Tuesday, December 6, 2011

you finally get to become a girl only for him le ba :) yay you ...no matter how hard i try to get you back, you will just say no right? even meeting up for a simple dinner proves to hard to be true haha...i've changed? arent you sick of it , keep saying that i have changed? when your the one changing towards that guy?

so what if i need you, so what if i still love you, so what if i still wanted you back as my laopo...you wouldnt give coming back to me a chance le ba?

ever since having him in that picture, you just erased my existance off like it was nothing.say that i dont message , you dont care about you. when i did, where were you? busy? shopping for your clothes for the entire week? just sacrificing abit of time for me seems impossible for you, messaging me seems to be a waste of time for you isnt it.

promised that you be that for the outings end up as a lie, a big big lie. my only chance of meeting you, yet you crushed it as if it was nothing... wow, its always about you isnt it? having everyone to orbit around you, i made you my world, but when you left, you left me with nothing, nothing at all. void , loneliness, hatred, rage ,sadness all this emotions made me feel like giving up the whole damn world but you wouldnt care less now wouldnt you? all you need was your ryan all this year isnt it...but all i needed was you but you dont seem to notice it not even now.

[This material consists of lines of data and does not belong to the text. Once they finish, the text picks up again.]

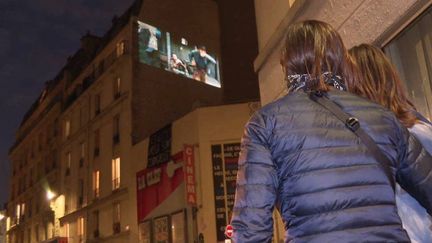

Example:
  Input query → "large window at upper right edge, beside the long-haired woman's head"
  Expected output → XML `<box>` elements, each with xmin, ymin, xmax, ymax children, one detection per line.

<box><xmin>384</xmin><ymin>7</ymin><xmax>432</xmax><ymax>119</ymax></box>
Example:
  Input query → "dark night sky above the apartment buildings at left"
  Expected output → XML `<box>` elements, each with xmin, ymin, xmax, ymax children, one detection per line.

<box><xmin>0</xmin><ymin>0</ymin><xmax>133</xmax><ymax>206</ymax></box>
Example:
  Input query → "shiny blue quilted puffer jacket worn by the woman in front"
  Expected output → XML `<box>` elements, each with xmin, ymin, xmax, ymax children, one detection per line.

<box><xmin>231</xmin><ymin>91</ymin><xmax>432</xmax><ymax>243</ymax></box>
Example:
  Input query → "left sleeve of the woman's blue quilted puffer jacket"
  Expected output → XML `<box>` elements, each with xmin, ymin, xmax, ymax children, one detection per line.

<box><xmin>231</xmin><ymin>113</ymin><xmax>278</xmax><ymax>243</ymax></box>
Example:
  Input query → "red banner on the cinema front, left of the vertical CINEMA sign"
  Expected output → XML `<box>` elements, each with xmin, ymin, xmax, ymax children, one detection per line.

<box><xmin>136</xmin><ymin>152</ymin><xmax>184</xmax><ymax>222</ymax></box>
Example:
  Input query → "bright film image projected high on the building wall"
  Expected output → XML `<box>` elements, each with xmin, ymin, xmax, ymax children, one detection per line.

<box><xmin>138</xmin><ymin>21</ymin><xmax>221</xmax><ymax>88</ymax></box>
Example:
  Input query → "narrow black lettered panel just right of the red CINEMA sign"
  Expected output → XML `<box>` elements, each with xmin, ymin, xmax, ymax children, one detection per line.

<box><xmin>211</xmin><ymin>144</ymin><xmax>227</xmax><ymax>242</ymax></box>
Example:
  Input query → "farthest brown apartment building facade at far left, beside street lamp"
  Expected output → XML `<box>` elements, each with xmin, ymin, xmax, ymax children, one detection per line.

<box><xmin>6</xmin><ymin>76</ymin><xmax>61</xmax><ymax>242</ymax></box>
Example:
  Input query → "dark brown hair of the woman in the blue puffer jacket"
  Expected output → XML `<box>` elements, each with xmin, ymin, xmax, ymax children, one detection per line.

<box><xmin>281</xmin><ymin>20</ymin><xmax>352</xmax><ymax>91</ymax></box>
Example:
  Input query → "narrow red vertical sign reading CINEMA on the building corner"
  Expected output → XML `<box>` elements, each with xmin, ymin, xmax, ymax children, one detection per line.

<box><xmin>184</xmin><ymin>145</ymin><xmax>196</xmax><ymax>205</ymax></box>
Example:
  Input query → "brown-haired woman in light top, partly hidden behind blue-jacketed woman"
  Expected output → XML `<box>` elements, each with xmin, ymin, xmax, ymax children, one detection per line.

<box><xmin>349</xmin><ymin>44</ymin><xmax>432</xmax><ymax>243</ymax></box>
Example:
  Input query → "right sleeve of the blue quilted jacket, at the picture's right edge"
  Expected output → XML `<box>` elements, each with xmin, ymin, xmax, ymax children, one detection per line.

<box><xmin>396</xmin><ymin>131</ymin><xmax>432</xmax><ymax>215</ymax></box>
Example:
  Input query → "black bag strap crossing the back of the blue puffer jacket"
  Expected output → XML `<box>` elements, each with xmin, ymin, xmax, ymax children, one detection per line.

<box><xmin>309</xmin><ymin>91</ymin><xmax>395</xmax><ymax>189</ymax></box>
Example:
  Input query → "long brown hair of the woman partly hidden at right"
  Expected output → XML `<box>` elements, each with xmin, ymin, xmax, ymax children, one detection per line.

<box><xmin>348</xmin><ymin>44</ymin><xmax>417</xmax><ymax>127</ymax></box>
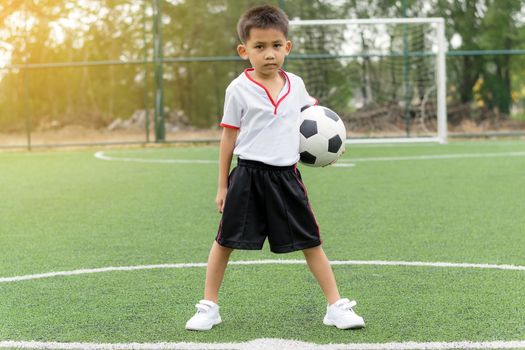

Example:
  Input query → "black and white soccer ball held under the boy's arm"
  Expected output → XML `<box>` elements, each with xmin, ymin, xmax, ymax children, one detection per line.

<box><xmin>299</xmin><ymin>106</ymin><xmax>346</xmax><ymax>167</ymax></box>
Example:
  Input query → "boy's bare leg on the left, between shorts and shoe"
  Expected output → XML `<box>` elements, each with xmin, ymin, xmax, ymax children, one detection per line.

<box><xmin>204</xmin><ymin>241</ymin><xmax>233</xmax><ymax>304</ymax></box>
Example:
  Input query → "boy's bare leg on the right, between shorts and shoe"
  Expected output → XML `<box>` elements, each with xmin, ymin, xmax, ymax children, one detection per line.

<box><xmin>303</xmin><ymin>246</ymin><xmax>341</xmax><ymax>304</ymax></box>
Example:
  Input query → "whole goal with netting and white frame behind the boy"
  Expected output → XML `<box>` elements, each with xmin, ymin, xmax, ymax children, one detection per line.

<box><xmin>285</xmin><ymin>18</ymin><xmax>447</xmax><ymax>143</ymax></box>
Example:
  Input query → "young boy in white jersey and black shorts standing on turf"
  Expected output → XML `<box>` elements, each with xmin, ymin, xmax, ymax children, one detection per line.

<box><xmin>186</xmin><ymin>6</ymin><xmax>365</xmax><ymax>331</ymax></box>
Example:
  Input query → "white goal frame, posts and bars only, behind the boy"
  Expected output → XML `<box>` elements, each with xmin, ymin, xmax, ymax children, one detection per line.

<box><xmin>290</xmin><ymin>17</ymin><xmax>447</xmax><ymax>144</ymax></box>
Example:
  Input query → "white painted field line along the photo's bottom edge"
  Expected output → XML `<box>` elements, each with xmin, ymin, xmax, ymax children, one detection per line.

<box><xmin>0</xmin><ymin>339</ymin><xmax>525</xmax><ymax>350</ymax></box>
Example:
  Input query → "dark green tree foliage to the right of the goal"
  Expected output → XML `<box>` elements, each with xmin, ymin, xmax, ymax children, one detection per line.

<box><xmin>435</xmin><ymin>0</ymin><xmax>524</xmax><ymax>115</ymax></box>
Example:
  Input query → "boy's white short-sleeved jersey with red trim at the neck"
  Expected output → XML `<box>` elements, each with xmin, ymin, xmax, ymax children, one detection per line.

<box><xmin>220</xmin><ymin>68</ymin><xmax>317</xmax><ymax>166</ymax></box>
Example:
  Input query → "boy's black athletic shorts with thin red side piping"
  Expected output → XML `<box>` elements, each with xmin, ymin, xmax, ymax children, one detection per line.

<box><xmin>216</xmin><ymin>159</ymin><xmax>321</xmax><ymax>253</ymax></box>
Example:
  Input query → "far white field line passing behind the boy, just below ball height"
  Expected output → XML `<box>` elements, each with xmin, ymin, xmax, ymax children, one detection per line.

<box><xmin>95</xmin><ymin>151</ymin><xmax>525</xmax><ymax>167</ymax></box>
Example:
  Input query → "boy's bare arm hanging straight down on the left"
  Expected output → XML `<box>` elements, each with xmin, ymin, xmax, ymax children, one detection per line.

<box><xmin>215</xmin><ymin>128</ymin><xmax>239</xmax><ymax>213</ymax></box>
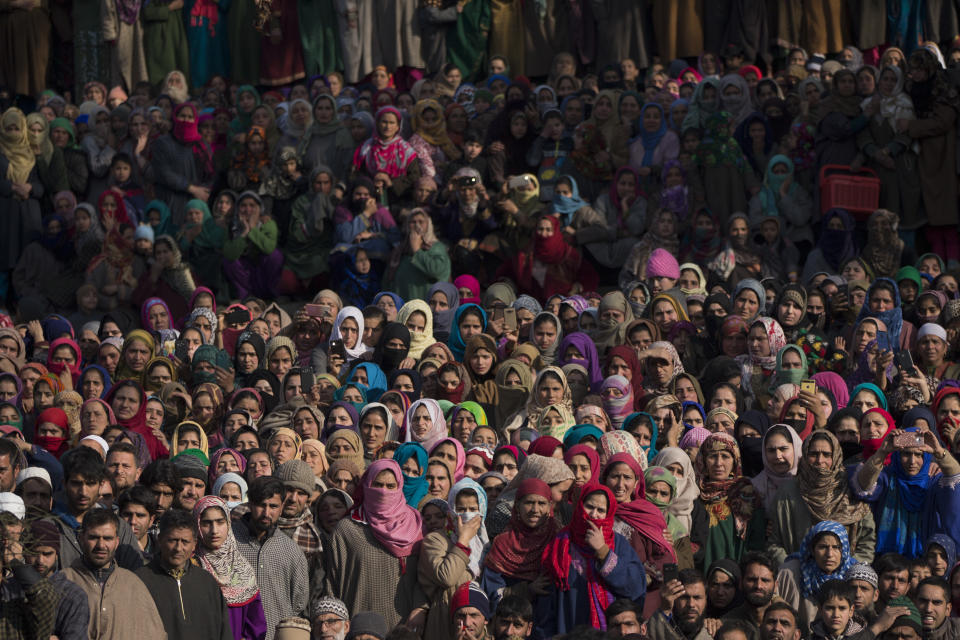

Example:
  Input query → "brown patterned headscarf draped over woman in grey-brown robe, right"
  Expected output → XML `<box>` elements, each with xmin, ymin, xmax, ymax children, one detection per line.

<box><xmin>797</xmin><ymin>430</ymin><xmax>870</xmax><ymax>526</ymax></box>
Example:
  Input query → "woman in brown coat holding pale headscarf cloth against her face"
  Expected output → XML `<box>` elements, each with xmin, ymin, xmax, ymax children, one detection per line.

<box><xmin>417</xmin><ymin>478</ymin><xmax>489</xmax><ymax>640</ymax></box>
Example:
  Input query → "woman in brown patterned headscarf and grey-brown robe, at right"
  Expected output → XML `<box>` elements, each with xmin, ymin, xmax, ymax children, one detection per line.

<box><xmin>767</xmin><ymin>430</ymin><xmax>876</xmax><ymax>563</ymax></box>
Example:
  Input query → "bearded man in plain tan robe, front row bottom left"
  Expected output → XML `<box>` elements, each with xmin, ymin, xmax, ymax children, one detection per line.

<box><xmin>61</xmin><ymin>509</ymin><xmax>166</xmax><ymax>640</ymax></box>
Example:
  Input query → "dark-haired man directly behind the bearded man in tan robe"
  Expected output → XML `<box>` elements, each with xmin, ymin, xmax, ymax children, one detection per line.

<box><xmin>53</xmin><ymin>447</ymin><xmax>143</xmax><ymax>571</ymax></box>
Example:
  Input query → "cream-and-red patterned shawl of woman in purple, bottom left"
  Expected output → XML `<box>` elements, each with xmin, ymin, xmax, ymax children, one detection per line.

<box><xmin>193</xmin><ymin>496</ymin><xmax>260</xmax><ymax>607</ymax></box>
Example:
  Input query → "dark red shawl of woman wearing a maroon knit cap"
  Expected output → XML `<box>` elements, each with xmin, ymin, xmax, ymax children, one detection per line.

<box><xmin>483</xmin><ymin>477</ymin><xmax>558</xmax><ymax>581</ymax></box>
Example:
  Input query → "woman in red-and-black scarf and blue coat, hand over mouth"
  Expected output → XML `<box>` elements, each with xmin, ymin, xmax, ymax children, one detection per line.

<box><xmin>542</xmin><ymin>485</ymin><xmax>644</xmax><ymax>636</ymax></box>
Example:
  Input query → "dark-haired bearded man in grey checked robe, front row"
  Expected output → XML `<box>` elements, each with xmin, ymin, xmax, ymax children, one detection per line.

<box><xmin>233</xmin><ymin>476</ymin><xmax>309</xmax><ymax>640</ymax></box>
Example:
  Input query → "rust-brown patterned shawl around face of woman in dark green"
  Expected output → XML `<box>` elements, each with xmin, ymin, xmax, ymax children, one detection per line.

<box><xmin>695</xmin><ymin>432</ymin><xmax>760</xmax><ymax>538</ymax></box>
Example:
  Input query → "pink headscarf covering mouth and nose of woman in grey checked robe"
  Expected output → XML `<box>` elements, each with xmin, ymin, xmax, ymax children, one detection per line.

<box><xmin>350</xmin><ymin>459</ymin><xmax>423</xmax><ymax>559</ymax></box>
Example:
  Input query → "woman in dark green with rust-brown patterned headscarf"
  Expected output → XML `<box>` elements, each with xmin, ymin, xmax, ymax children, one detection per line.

<box><xmin>690</xmin><ymin>432</ymin><xmax>766</xmax><ymax>567</ymax></box>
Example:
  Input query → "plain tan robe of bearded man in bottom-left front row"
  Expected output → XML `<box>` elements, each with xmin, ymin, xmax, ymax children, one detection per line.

<box><xmin>63</xmin><ymin>559</ymin><xmax>167</xmax><ymax>640</ymax></box>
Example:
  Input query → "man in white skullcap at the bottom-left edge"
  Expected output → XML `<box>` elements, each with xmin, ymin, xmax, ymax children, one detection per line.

<box><xmin>0</xmin><ymin>493</ymin><xmax>57</xmax><ymax>640</ymax></box>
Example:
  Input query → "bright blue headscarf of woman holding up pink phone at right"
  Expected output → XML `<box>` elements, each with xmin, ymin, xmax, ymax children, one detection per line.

<box><xmin>874</xmin><ymin>428</ymin><xmax>940</xmax><ymax>558</ymax></box>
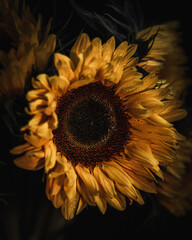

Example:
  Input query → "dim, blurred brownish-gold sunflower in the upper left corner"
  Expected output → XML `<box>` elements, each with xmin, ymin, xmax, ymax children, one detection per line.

<box><xmin>0</xmin><ymin>0</ymin><xmax>56</xmax><ymax>100</ymax></box>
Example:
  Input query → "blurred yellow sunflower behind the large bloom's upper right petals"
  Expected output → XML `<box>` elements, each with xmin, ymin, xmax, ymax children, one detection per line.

<box><xmin>137</xmin><ymin>22</ymin><xmax>191</xmax><ymax>98</ymax></box>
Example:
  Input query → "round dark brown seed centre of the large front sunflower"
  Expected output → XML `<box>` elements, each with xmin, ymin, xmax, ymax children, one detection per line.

<box><xmin>53</xmin><ymin>83</ymin><xmax>130</xmax><ymax>166</ymax></box>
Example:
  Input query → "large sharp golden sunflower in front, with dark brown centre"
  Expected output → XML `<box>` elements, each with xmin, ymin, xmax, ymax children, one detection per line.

<box><xmin>11</xmin><ymin>19</ymin><xmax>190</xmax><ymax>219</ymax></box>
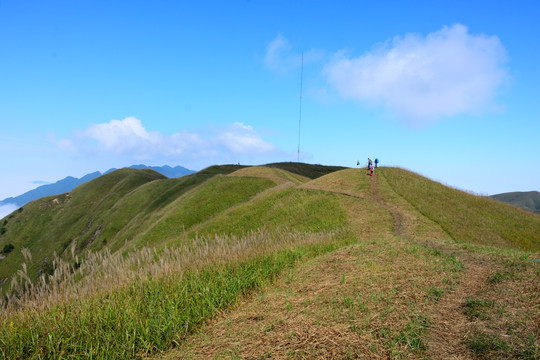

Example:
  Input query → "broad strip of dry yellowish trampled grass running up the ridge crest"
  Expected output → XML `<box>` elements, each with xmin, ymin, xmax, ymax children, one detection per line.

<box><xmin>154</xmin><ymin>169</ymin><xmax>534</xmax><ymax>359</ymax></box>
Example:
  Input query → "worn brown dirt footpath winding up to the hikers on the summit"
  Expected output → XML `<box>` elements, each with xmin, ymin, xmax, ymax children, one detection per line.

<box><xmin>304</xmin><ymin>169</ymin><xmax>494</xmax><ymax>359</ymax></box>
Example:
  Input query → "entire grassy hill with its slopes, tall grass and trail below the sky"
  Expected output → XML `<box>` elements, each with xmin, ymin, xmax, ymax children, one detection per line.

<box><xmin>0</xmin><ymin>163</ymin><xmax>540</xmax><ymax>359</ymax></box>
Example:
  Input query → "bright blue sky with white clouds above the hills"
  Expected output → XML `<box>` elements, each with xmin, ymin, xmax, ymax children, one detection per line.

<box><xmin>0</xmin><ymin>0</ymin><xmax>540</xmax><ymax>214</ymax></box>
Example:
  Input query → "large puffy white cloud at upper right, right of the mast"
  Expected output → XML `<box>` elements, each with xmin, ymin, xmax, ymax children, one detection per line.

<box><xmin>323</xmin><ymin>24</ymin><xmax>509</xmax><ymax>124</ymax></box>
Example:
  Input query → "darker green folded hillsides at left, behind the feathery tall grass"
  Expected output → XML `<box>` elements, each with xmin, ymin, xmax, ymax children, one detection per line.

<box><xmin>0</xmin><ymin>165</ymin><xmax>255</xmax><ymax>291</ymax></box>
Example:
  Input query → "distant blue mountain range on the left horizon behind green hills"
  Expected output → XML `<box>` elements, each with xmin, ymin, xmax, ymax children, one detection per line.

<box><xmin>0</xmin><ymin>164</ymin><xmax>195</xmax><ymax>207</ymax></box>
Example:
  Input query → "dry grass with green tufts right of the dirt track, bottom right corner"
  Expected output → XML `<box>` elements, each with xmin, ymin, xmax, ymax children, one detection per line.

<box><xmin>461</xmin><ymin>255</ymin><xmax>540</xmax><ymax>359</ymax></box>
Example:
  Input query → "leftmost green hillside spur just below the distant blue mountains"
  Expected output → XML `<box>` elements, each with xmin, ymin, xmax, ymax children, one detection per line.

<box><xmin>0</xmin><ymin>169</ymin><xmax>164</xmax><ymax>289</ymax></box>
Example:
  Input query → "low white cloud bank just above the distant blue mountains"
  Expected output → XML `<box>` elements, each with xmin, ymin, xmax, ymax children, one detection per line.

<box><xmin>56</xmin><ymin>117</ymin><xmax>278</xmax><ymax>164</ymax></box>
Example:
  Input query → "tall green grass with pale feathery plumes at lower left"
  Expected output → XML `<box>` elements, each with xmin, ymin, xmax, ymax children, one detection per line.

<box><xmin>0</xmin><ymin>226</ymin><xmax>353</xmax><ymax>359</ymax></box>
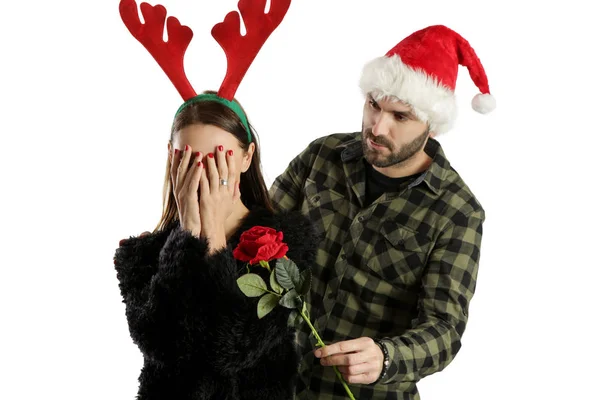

so what if you notice now, you wouldnt leave him for me wouldnt you. you told you cant love me because you have him in your heart, but you can go back to him with "me" in your heart? wow , so much for values, you told me how worthless i became over the year, you proved to me i am worst than me you destroyed my world....when i asked for you to save me you would rather stay with him, when he ask for you to save his world, you went there without thinking about me.

i hate it, i hate him, i hate everything...most importantly i hate myself for believing in giving in to the other partner , i would find true love....believing in something as fake as true love is as good as believing in the non-existence god, prayed as i may, prayed as i might, i prayed for your return but it never did happen...

since the day you left , you left with the faith and colours of life, nothing left . no love, no glory,no life....

128ve980 i need you , but you wouldnt ever come back for my sake even if i pleaded wouldnt you.